En este sentido se puede decir que la cultura es el fundamento de la vida de los pueblos, la raíz de su identidad profunda, el soporte de su supervivencia y de su independencia.

8. Y esto es mucho más verdadero referido a los pueblos en los que la cultura es la expresión máxima de la vida de cada uno de los hombres. El hombre, dije también en la UNESCO, "es el hecho primordial y fundamental de la cultura" (núm. 8: AAS 72, 1980, pág. 739; L'Osservatore Romano, edición en lengua española, 15 de junio de 1980, pág. 12).

Esta unifica los elementos de que se compone el hombre y que se complementan mutuamente sin dejar de estar a veces en una profunda tensión recíproca: espíritu y cuerpo. Ninguno de los dos puede sobrepasar sus límites en detrimento del otro; y lo que garantiza este difícil equilibrio —con la gracia de Dios—, es precisamente la vida global del hombre, la cultura, que me gustaba definir en París como "sistema auténticamente humano, síntesis espléndida del espíritu y del cuerpo" (n. 8: AAS 72, 1980, pág. 740; L'Osservatore Romano, edición en lengua española, 15 de junio de 1980, pág. 12).

La historia bimilenaria de la Iglesia se entrecruza, como sabemos, con las más elevadas expresiones de la vida espiritual y cultural de las diversas naciones del viejo y del nuevo mundo, y la Iglesia sigue hoy con particular atención, como lo he hecho notar en mi viaje a África, el delicado proceso de valorización de las culturas autóctonas. Esta es la razón por la que la Iglesia toma absolutamente en serio la más amplia gama de valores que contiene y significa la palabra "cultura". En el discurso que pronuncié ante vuestros colegas del Cuerpo Diplomático en Kenia, insistí en dejar claro que "el camino que toda comunidad humana ha de recorrer en la búsqueda del significado profundo de su existencia, es el camino de la verdad acerca del hombre en su totalidad" (Nairobi, 6 de mayo de 1980: AAS 72, 1980, pág. 482; L'Osservatore Romano, edición en lengua española, 18 de mayo de 1980, pág. 8).
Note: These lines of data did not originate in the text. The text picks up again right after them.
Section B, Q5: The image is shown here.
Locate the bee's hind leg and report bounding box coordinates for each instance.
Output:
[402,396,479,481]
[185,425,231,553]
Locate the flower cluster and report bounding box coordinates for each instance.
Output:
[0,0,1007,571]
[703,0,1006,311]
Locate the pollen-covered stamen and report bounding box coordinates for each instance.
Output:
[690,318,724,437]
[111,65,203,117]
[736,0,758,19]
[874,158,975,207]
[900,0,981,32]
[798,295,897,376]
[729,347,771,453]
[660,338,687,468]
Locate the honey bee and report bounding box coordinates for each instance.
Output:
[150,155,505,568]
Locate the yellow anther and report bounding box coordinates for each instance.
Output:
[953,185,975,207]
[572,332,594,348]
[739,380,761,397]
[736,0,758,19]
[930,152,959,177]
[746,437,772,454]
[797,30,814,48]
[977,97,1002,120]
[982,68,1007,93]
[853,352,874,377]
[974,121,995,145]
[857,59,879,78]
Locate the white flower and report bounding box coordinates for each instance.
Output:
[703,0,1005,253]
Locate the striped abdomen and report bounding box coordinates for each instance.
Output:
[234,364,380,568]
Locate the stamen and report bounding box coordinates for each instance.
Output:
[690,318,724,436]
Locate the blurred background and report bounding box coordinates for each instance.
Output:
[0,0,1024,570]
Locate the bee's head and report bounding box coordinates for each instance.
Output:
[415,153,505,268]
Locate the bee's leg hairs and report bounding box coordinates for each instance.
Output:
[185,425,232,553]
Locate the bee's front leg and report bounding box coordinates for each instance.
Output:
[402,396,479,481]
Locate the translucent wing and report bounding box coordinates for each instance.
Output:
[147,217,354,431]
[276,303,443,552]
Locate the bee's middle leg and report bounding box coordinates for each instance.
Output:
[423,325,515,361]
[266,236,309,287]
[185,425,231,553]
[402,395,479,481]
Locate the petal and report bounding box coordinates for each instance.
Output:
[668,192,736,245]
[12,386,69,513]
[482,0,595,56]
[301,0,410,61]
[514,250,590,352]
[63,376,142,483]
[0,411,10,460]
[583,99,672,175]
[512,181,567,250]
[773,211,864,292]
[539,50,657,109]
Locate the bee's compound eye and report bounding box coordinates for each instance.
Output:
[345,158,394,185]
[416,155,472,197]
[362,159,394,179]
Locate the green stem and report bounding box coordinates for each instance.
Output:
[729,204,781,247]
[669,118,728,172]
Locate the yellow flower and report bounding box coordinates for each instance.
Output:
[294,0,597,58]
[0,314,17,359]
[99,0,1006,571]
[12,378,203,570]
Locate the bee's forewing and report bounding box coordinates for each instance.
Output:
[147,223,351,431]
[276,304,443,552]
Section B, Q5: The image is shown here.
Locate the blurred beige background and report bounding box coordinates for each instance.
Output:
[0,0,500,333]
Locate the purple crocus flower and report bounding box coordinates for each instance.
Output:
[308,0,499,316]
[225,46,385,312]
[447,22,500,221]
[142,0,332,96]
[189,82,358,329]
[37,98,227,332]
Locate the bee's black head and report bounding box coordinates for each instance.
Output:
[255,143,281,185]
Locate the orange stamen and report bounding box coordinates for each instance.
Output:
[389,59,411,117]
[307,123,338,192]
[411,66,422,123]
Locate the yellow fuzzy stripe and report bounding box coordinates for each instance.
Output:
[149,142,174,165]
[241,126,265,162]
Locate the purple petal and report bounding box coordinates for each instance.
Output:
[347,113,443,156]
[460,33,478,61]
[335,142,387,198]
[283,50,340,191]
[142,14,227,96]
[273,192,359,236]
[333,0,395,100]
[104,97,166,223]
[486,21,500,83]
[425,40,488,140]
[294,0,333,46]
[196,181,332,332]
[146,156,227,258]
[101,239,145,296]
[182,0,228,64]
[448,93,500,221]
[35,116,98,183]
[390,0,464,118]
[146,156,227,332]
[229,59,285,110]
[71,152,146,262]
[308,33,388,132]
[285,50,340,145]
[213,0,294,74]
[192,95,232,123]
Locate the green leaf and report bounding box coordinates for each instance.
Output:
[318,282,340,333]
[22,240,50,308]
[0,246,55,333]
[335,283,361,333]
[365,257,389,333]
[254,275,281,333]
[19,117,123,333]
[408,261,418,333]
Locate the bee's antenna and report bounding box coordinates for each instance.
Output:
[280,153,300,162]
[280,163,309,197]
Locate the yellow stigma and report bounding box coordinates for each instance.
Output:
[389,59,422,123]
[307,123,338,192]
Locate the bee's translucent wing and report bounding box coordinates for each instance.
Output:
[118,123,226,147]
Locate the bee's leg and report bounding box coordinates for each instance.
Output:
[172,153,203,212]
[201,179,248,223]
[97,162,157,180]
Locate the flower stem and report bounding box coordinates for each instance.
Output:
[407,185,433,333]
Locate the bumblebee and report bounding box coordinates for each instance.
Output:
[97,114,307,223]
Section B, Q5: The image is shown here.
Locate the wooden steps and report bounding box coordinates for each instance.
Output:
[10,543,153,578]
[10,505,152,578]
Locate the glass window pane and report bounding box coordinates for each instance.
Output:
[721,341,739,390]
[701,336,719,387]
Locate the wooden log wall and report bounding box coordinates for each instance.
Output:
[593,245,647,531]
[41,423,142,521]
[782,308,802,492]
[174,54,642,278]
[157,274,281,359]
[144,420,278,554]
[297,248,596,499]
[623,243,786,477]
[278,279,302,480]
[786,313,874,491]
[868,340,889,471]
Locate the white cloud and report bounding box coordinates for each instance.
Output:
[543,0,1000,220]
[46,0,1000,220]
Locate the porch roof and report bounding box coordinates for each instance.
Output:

Pues bien, estimados señores, igual que para ustedes y para sus Gobiernos, para la Iglesia, a causa de la misión que su Fundador le encomendó, lo más importante es todo el hombre, compuesto de espíritu y de cuerpo: dicha misión engloba los problemas y los intereses del hombre, tanto en el plano espiritual como en el material, pues sin este último no puede el primero desarrollarse adecuadamente.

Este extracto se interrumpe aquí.